Há vida inteligente no horizonte teórico dos economistas?
O mundo avança gradualmente no que tem sido caracterizado como catástrofe em câmara lenta, e os ajustes necessários no coração mesmo das formas de administrarmos a economia ainda estão engatinhando. Assustados com a acumulação e superposição de tendências críticas, os povos buscam de certa maneira voltar ao limbo do que funcionou no século passado, e temem naturalmente os transtornos. Gera-se um tipo de inércia institucional cada vez mais perigosa. Inovar é preciso. A boa notícia é que está se gerando uma rede planetária de economistas de bom senso que começam resgatam uma visão da economia a serviço da sociedade, e não de como se servir melhor. O artigo é de Ladislau Dowbor.
Ladislau Dowbor
O lamentável mainstream econômico ainda acha que o preço das commodities pode ser deixado na mão de um grupo de especuladores internacionais, que o futuro do petróleo ser resolverá por si mesmo, que a mudança climática é uma perspectiva desagradável trazida por cientistas ávidos de manchetes, que déficits gerados por especuladores financeiros (praticamente 100% do PIB só nos Estados Unidos) devem ser pagos pelos pobres, que a crescente desigualdade mundial se resolverá pela mão invisível. Quem são os sonhadores?
O mundo avança gradualmente no que tem sido caracterizado como catástrofe em câmara lenta (slow motion catastrophe), e os ajustes necessários no coração mesmo das formas de administrarmos a economia ainda estão engatinhando. Assustados com a acumulação e superposição de tendências críticas, os povos buscam de certa maneira voltar ao limbo do que funcionou no século passado, e temem naturalmente os transtornos. Gera-se um tipo de inércia institucional cada vez mais perigosa. Inovar é preciso.

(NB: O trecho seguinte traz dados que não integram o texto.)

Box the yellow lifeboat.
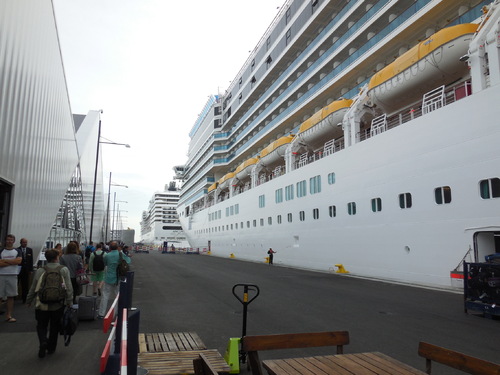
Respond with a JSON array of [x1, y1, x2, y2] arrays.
[[234, 157, 259, 181], [297, 99, 352, 148], [217, 172, 234, 189], [207, 182, 217, 193], [368, 23, 478, 113], [260, 134, 295, 166]]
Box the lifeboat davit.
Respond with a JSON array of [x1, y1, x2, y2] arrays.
[[368, 23, 478, 113], [217, 172, 234, 189], [260, 135, 295, 166], [234, 157, 259, 181], [297, 99, 352, 149], [207, 182, 217, 193]]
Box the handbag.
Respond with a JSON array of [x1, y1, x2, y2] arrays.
[[76, 268, 90, 285]]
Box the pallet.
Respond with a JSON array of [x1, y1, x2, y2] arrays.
[[139, 332, 207, 353], [138, 349, 231, 375]]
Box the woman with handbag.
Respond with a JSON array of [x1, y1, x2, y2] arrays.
[[60, 241, 83, 304]]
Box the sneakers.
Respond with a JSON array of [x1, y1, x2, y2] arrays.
[[38, 342, 47, 358]]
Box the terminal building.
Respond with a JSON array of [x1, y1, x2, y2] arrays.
[[0, 0, 105, 256]]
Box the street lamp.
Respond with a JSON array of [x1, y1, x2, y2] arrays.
[[104, 172, 128, 243], [89, 114, 130, 243]]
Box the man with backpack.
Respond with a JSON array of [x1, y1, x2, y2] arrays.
[[89, 244, 105, 296], [97, 241, 131, 319], [26, 249, 73, 358]]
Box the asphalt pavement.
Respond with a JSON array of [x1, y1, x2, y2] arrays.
[[0, 252, 500, 375]]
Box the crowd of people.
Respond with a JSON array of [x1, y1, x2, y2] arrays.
[[0, 234, 131, 358]]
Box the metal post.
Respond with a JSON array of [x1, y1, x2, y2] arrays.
[[104, 172, 111, 244], [88, 118, 101, 243]]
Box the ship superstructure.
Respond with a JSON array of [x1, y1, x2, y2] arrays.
[[178, 0, 500, 286]]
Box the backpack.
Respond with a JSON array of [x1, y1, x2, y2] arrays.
[[92, 252, 104, 271], [38, 265, 66, 303], [116, 253, 130, 280]]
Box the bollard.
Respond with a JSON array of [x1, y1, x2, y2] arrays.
[[335, 264, 349, 273]]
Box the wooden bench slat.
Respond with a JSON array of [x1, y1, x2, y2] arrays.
[[418, 342, 500, 375]]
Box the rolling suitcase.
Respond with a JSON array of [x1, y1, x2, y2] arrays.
[[78, 296, 97, 320]]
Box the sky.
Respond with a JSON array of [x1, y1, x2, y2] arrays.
[[53, 0, 284, 241]]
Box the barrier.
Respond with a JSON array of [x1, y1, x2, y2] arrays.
[[99, 272, 140, 375]]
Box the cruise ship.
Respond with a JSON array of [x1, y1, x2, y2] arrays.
[[141, 181, 189, 248], [177, 0, 500, 289]]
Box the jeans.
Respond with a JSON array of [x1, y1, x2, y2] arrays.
[[99, 283, 119, 316], [35, 306, 64, 352]]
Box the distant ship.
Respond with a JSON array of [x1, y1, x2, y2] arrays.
[[141, 181, 189, 248], [177, 0, 500, 288]]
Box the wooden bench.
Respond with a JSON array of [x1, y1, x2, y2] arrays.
[[418, 342, 500, 375], [242, 331, 349, 375], [139, 332, 207, 353]]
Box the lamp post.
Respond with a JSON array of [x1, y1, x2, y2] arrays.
[[89, 113, 130, 243], [104, 176, 128, 243], [111, 192, 128, 241]]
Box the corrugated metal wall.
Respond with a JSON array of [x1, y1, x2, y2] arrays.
[[0, 0, 102, 252]]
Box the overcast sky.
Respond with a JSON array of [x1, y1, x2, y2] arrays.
[[53, 0, 284, 241]]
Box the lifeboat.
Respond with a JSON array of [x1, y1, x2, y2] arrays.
[[368, 23, 478, 113], [217, 172, 234, 189], [297, 99, 352, 148], [234, 157, 259, 181], [207, 182, 217, 193], [260, 134, 295, 166]]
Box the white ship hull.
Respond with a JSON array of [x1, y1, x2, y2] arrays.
[[179, 86, 500, 287]]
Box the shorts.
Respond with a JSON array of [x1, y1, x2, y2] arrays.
[[0, 275, 17, 299]]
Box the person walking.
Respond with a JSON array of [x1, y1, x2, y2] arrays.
[[0, 234, 23, 323], [89, 244, 105, 296], [59, 241, 83, 304], [97, 241, 131, 319], [267, 248, 276, 265], [17, 238, 33, 304], [26, 249, 73, 358]]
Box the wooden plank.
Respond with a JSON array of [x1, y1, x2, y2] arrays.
[[172, 332, 186, 350], [138, 349, 230, 375], [139, 333, 148, 353], [165, 333, 179, 352]]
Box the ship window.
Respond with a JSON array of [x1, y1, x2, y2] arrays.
[[434, 186, 451, 204], [399, 193, 412, 208], [259, 194, 266, 208], [372, 198, 382, 212], [274, 189, 283, 203], [479, 177, 500, 199], [347, 202, 356, 215], [309, 175, 321, 194], [328, 172, 335, 185], [297, 180, 307, 198], [285, 185, 293, 201], [286, 29, 292, 45]]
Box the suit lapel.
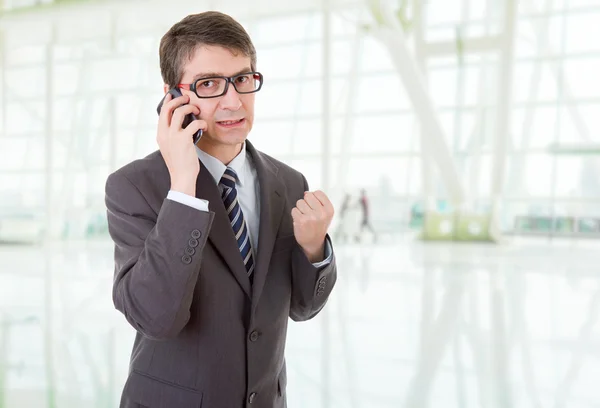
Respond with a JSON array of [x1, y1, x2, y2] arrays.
[[246, 141, 285, 306], [196, 161, 252, 298]]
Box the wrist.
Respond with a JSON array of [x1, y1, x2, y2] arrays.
[[171, 180, 196, 197], [302, 240, 325, 263]]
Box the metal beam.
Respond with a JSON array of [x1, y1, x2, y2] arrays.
[[370, 3, 465, 209], [491, 0, 517, 225]]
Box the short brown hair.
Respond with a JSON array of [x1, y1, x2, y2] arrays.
[[159, 11, 256, 87]]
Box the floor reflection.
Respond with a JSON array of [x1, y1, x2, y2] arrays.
[[0, 238, 600, 408]]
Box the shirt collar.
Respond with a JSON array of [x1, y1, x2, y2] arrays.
[[196, 142, 247, 186]]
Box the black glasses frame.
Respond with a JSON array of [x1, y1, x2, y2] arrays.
[[177, 71, 264, 99]]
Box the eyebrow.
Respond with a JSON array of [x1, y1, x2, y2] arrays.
[[192, 67, 252, 82]]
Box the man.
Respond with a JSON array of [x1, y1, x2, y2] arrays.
[[106, 12, 337, 408]]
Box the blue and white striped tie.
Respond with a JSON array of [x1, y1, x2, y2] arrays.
[[219, 167, 254, 282]]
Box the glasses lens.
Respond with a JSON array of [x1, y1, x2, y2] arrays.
[[196, 78, 227, 98], [233, 72, 262, 93]]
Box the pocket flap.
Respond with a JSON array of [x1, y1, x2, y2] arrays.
[[123, 370, 202, 408]]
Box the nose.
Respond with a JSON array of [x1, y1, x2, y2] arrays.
[[220, 83, 242, 111]]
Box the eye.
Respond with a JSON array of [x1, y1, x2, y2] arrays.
[[199, 79, 215, 88]]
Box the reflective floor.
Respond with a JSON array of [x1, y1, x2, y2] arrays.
[[0, 237, 600, 408]]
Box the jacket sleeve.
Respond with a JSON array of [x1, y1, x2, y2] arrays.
[[105, 173, 214, 339], [290, 177, 337, 321]]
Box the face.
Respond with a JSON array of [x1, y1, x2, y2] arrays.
[[176, 46, 255, 147]]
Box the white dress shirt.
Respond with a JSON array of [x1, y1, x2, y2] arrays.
[[167, 143, 332, 268]]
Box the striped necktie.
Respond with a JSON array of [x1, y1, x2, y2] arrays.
[[219, 167, 254, 282]]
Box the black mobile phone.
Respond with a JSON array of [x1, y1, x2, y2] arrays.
[[156, 88, 202, 144]]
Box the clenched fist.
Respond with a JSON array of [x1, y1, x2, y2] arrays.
[[292, 191, 334, 263]]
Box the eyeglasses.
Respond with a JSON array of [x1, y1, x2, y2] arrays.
[[177, 72, 263, 98]]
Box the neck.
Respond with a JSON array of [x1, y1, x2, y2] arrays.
[[196, 139, 244, 166]]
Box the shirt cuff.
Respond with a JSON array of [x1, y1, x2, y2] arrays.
[[313, 238, 333, 269], [167, 190, 208, 212]]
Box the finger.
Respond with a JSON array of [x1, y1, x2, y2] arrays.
[[160, 94, 190, 126], [304, 192, 323, 212], [292, 207, 302, 222], [171, 105, 200, 128], [181, 119, 208, 137], [296, 200, 312, 214], [312, 190, 333, 207]]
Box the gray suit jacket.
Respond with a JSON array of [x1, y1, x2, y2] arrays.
[[106, 142, 336, 408]]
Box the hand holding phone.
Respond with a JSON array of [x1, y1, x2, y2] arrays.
[[156, 92, 207, 197], [156, 88, 202, 144]]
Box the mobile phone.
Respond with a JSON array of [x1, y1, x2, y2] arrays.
[[156, 88, 202, 144]]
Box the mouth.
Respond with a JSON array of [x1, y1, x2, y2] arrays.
[[216, 118, 246, 128]]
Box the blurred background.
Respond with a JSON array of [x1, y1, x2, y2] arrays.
[[0, 0, 600, 408]]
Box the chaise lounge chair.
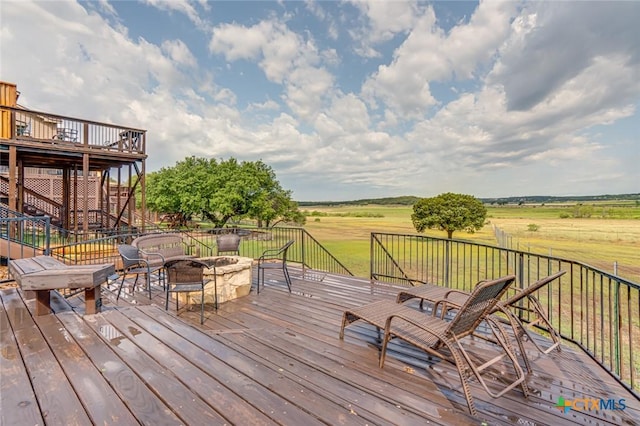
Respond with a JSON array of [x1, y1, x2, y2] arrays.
[[340, 275, 528, 416], [396, 271, 566, 360]]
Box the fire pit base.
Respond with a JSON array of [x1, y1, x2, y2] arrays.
[[178, 256, 253, 304]]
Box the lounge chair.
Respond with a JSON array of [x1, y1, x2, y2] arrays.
[[258, 240, 295, 294], [396, 271, 566, 358], [340, 275, 528, 416]]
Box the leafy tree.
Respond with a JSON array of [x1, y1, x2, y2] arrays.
[[411, 192, 487, 238], [146, 157, 304, 227]]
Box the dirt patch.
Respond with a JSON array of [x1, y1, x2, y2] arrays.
[[0, 266, 16, 290]]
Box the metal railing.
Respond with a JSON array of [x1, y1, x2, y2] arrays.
[[0, 106, 146, 154], [370, 233, 640, 395], [0, 208, 51, 260], [23, 227, 353, 275]]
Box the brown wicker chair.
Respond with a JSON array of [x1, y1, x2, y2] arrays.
[[164, 259, 218, 324], [396, 271, 566, 358], [116, 244, 165, 300], [340, 275, 528, 416], [258, 240, 295, 294]]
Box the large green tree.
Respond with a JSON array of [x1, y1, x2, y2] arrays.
[[411, 192, 487, 238], [146, 157, 304, 227]]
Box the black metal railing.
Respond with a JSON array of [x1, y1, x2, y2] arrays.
[[370, 233, 640, 395], [0, 106, 146, 154], [40, 227, 353, 275]]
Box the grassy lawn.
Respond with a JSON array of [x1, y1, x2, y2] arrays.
[[302, 203, 640, 282]]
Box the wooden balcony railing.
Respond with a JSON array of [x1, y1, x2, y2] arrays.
[[370, 232, 640, 395], [0, 106, 146, 154]]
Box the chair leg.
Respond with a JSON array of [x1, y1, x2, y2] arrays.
[[282, 265, 291, 293], [200, 286, 204, 324], [145, 274, 151, 299], [116, 273, 127, 300]]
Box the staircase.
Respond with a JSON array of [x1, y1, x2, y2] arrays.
[[0, 176, 129, 230]]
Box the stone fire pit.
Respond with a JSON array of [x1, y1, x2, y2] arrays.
[[178, 256, 253, 304]]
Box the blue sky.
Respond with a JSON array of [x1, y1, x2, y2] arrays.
[[0, 0, 640, 201]]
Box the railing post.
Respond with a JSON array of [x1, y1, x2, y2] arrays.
[[444, 239, 451, 287], [298, 231, 307, 277], [369, 232, 375, 284]]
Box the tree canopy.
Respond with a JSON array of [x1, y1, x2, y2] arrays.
[[146, 157, 305, 227], [411, 192, 487, 238]]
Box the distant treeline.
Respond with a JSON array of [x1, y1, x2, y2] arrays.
[[298, 195, 420, 207], [298, 193, 640, 207]]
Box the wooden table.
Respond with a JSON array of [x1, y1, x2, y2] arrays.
[[9, 256, 115, 315]]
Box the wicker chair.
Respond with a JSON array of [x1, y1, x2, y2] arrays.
[[216, 234, 240, 255], [396, 271, 566, 360], [340, 275, 528, 416], [116, 244, 164, 300], [258, 240, 295, 294], [164, 259, 218, 324]]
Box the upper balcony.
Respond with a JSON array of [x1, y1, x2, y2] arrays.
[[0, 106, 147, 170]]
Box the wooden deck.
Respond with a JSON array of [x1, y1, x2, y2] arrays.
[[0, 269, 640, 425]]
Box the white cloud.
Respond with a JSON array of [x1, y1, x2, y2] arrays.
[[349, 0, 419, 58], [0, 1, 640, 200]]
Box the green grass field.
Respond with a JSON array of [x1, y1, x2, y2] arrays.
[[302, 202, 640, 282]]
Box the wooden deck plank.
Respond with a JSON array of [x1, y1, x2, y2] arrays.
[[216, 288, 544, 419], [122, 308, 344, 425], [0, 289, 44, 425], [221, 282, 640, 423], [53, 306, 180, 425], [0, 268, 640, 426], [104, 308, 273, 425], [221, 329, 464, 425], [36, 312, 136, 424], [85, 310, 225, 424], [2, 291, 91, 425]]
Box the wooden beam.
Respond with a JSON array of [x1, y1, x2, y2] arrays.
[[82, 153, 89, 233], [9, 146, 18, 211]]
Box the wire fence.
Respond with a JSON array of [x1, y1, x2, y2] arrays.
[[493, 225, 640, 282]]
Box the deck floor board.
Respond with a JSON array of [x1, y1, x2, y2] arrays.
[[0, 268, 640, 425]]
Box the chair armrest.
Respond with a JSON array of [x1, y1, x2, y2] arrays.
[[258, 248, 282, 260]]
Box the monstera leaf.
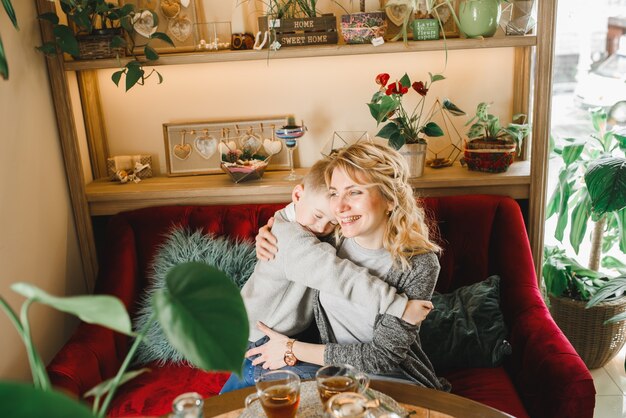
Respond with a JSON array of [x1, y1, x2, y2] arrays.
[[585, 157, 626, 215]]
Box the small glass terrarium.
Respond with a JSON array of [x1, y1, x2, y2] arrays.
[[195, 22, 232, 51], [219, 131, 280, 183]]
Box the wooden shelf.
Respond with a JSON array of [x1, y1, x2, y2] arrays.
[[64, 35, 537, 71], [86, 161, 530, 216]]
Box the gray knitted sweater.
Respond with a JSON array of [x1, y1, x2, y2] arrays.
[[313, 253, 450, 391]]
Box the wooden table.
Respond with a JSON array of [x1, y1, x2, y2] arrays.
[[204, 380, 512, 418]]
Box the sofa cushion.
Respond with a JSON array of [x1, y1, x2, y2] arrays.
[[420, 276, 511, 372], [443, 367, 529, 418], [133, 227, 256, 366], [108, 363, 229, 417]]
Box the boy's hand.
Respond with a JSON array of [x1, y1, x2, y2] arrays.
[[255, 217, 278, 261], [402, 299, 435, 325]]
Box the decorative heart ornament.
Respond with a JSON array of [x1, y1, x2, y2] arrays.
[[167, 16, 192, 42], [174, 144, 191, 161], [161, 0, 180, 19], [132, 10, 156, 38], [239, 134, 263, 154], [385, 0, 413, 26], [193, 135, 217, 160], [263, 138, 283, 155], [220, 141, 237, 154]]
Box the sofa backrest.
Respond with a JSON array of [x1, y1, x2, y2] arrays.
[[96, 195, 525, 311]]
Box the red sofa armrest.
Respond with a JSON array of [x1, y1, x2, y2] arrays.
[[47, 217, 139, 397], [490, 199, 595, 418]]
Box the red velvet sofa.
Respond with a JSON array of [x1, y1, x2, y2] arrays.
[[48, 195, 595, 418]]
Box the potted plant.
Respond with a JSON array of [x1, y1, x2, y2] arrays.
[[367, 73, 465, 177], [38, 0, 174, 91], [0, 262, 248, 418], [542, 109, 626, 368], [341, 0, 387, 44], [0, 0, 19, 80], [461, 102, 530, 173]]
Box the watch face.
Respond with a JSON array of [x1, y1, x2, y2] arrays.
[[284, 352, 298, 366]]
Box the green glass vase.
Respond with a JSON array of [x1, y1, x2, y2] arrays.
[[459, 0, 501, 38]]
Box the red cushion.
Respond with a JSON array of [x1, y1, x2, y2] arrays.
[[444, 367, 529, 418], [108, 364, 230, 417]]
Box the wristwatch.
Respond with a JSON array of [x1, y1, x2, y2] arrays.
[[283, 340, 298, 366]]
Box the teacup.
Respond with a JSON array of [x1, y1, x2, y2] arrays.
[[246, 370, 300, 418], [315, 364, 370, 408]]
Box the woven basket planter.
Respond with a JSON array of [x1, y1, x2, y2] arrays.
[[550, 295, 626, 369], [461, 139, 517, 173], [76, 29, 126, 60]]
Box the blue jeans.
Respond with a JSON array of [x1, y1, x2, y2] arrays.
[[220, 337, 321, 395]]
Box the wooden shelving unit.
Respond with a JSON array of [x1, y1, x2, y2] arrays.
[[34, 0, 556, 288]]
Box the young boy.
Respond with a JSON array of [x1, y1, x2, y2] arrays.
[[220, 159, 424, 393]]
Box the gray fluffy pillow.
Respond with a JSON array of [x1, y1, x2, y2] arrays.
[[134, 227, 256, 365]]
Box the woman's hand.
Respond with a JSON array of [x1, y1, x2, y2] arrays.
[[255, 217, 278, 262], [402, 299, 435, 325], [246, 322, 289, 370]]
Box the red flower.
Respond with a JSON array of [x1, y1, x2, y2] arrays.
[[411, 81, 428, 96], [385, 81, 409, 96], [376, 73, 389, 87]]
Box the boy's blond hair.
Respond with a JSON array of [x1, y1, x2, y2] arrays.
[[325, 142, 440, 270], [302, 157, 330, 194]]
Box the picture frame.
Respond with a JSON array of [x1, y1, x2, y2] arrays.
[[120, 0, 204, 54], [163, 115, 289, 177]]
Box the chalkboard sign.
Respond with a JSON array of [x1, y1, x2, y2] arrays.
[[413, 19, 439, 41]]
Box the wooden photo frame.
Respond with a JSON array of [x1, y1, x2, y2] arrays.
[[163, 115, 289, 176], [120, 0, 204, 54]]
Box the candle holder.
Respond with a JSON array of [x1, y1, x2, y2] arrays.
[[276, 123, 306, 181]]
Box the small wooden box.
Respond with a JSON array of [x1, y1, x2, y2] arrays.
[[259, 15, 339, 46]]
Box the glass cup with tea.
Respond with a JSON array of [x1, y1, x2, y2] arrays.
[[246, 370, 300, 418], [315, 364, 370, 408]]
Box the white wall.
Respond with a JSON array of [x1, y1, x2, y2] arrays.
[[0, 0, 85, 380]]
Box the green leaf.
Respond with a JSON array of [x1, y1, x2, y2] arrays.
[[126, 61, 144, 91], [562, 141, 585, 165], [11, 282, 132, 335], [376, 122, 400, 139], [0, 382, 95, 418], [0, 38, 9, 80], [585, 157, 626, 215], [83, 368, 150, 398], [150, 32, 175, 46], [400, 73, 411, 87], [153, 263, 249, 373], [2, 0, 19, 29], [569, 189, 591, 254], [422, 122, 443, 137], [586, 276, 626, 308], [143, 45, 159, 61]]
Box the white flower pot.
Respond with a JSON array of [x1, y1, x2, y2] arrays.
[[398, 144, 427, 178]]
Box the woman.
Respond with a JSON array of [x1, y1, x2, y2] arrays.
[[246, 143, 450, 390]]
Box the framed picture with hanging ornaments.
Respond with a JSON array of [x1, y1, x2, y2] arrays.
[[163, 115, 289, 177], [120, 0, 204, 54]]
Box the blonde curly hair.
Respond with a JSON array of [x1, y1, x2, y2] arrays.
[[325, 142, 441, 270]]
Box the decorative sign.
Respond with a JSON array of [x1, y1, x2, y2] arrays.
[[413, 19, 439, 41]]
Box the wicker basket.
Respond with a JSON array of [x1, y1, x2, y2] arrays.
[[461, 140, 517, 173], [76, 29, 126, 60], [550, 295, 626, 369]]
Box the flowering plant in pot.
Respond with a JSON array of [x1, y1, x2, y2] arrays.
[[461, 102, 530, 173], [367, 73, 465, 150], [37, 0, 174, 91]]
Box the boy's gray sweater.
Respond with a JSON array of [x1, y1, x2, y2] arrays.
[[241, 209, 408, 341], [314, 253, 450, 391]]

Em Paris, neste mês de abril de 2011, reuniram-se economistas de diversos continentes para discutir os desenhos de uma “alternativa econômica global”. A iniciativa é do CCFD, uma ONG tradicional que luta pelos avanços sociais no planeta. Foram tres dias de apresentação de angústias e propostas por parte de economistas que têm consciência da dimensão dos desafios, e da própria fragilidade das propostas inovadoras, frente aos interesses dominantes que se agarram às velhas práticas e aos privilégios.
Não é uma reunião para soluções, tipo de um novo catecismo com regrinhas. Os desafios são demasiado complexos. Mas há sim eixos teóricos que se desenham.
Julia Wartenberg trouxe um pouco do clima que prevalece nos Estados Unidos, onde uma onda de pessimismo está varrendo do mapa a tão sólida crença no progresso indefinido, de que cada nova geração estará melhor do que a dos pais, de que as crises são coisas de países pobres, de que uma pessoa que queira trabalhar duro subirá na vida, de que se deixarmos o mercado em paz as coisas irão se resolver. Com uma dívida que equivale a um quarto do PIB mundial, e 40% dos lucros corporativos provenientes não da produção mas da especulação financeira, realmente já é tempo que os economistas americanos comecem a pensar em vez de repetir dogmas do século passado. Desorientados, os americanos se perguntam porque as coisas não estão funcionando, e buscam soluções menos ideológicas, e mais funcionais.
Os economistas franceses estão se mexendo, como Geneviève Azam, Xavier Ricard, Christian Arnsperger e Gael Giraud. Os países ricos foram adiando problemas ao substituir a demanda baseada em rendimentos reais por demanda baseada em crédito ao consumidor: as populações passaram a consumir não a partir da renda já recebida, mas em função do crédito obtido – via cartões e outros – gerando assim imensos lucros financeiros, mas uma demanda que vai se estrangulando pelo acúmulo de dívidas. “Porque a vida é agora”, por assim dizer. O resultado é um nível de consumo artificial cuja conta hoje aparece. Com a direita no poder, não são os intermediários financeiros os que são chamados a pagar, mas os que dependem de políticas sociais. Em nome da austeridade, reduz-se a demanda popular, aprofundando a crise.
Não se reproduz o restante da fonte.